Sistem lumbung pangan desa, yang dikelola secara gotong royong, menjadi tulang punggung ketahanan pangan selama masa darurat saat itu. Kolaborasi ini menunjukkan bahwa kerjasama yang erat antara berbagai elemen masyarakat dan militer dapat membangun ketahanan pangan yang tangguh, hingga akhirnya perjuangan tersebut terbukti sebagai bentuk bahwa Indonesia menunjukkan pada dunia internasional masih terus bergelora memerdekakan bangsa dan negerinya dari agresi Belanda.
Di sisi lain, program food estate nasional yang telah berjalan baik, perlu adanya evaluasi untuk mencapai langkah tujuan strategis dalam memperkuat ketahanan pangan. Food estate, yang merupakan proyek pertanian skala besar untuk meningkatkan produksi pangan, memerlukan perbaikan dan penyesuaian berdasarkan hasil evaluasi lapangan.

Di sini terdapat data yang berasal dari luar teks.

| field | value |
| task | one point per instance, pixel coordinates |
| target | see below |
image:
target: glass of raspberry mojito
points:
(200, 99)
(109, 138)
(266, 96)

Setidaknya terdapat catatan kritis yang diperlukan yakni perlu adanya peningkatan infrastruktur irigasi, akses ke teknologi pertanian modern, dan dukungan logistik untuk memastikan hasil yang maksimal. Selain itu, partisipasi aktif petani lokal dan pemberdayaan masyarakat sekitar juga menjadi kunci keberhasilan program ini. Melalui perbaikan dan penyesuaian yang berkelanjutan, food estate dapat menjadi solusi strategis untuk meningkatkan ketahanan pangan nasional.
Menurut laporan World Food Programme (WFP) tahun 2023 menyoroti bahwa ketahanan pangan harus didukung oleh kebijakan yang kuat, infrastruktur yang memadai, dan kerjasama internasional untuk menghadapi tantangan global. Jika Indonesia gagal dalam membangun ketahanan pangan nasionalnya, konsekuensinya bisa sangat serius.
Ketidakmampuan untuk menyediakan pangan yang cukup bagi seluruh penduduk dapat menyebabkan kelaparan, malnutrisi, dan meningkatnya angka kematian. Ketidakstabilan pangan juga dapat memicu kerusuhan sosial dan konflik, seperti yang telah terlihat di negara-negara lain. Lanjut, laporan WFP (2023), menunjukkan bahwa negara-negara yang mengalami krisis pangan seringkali menghadapi peningkatan kejahatan, kekerasan, dan migrasi massal.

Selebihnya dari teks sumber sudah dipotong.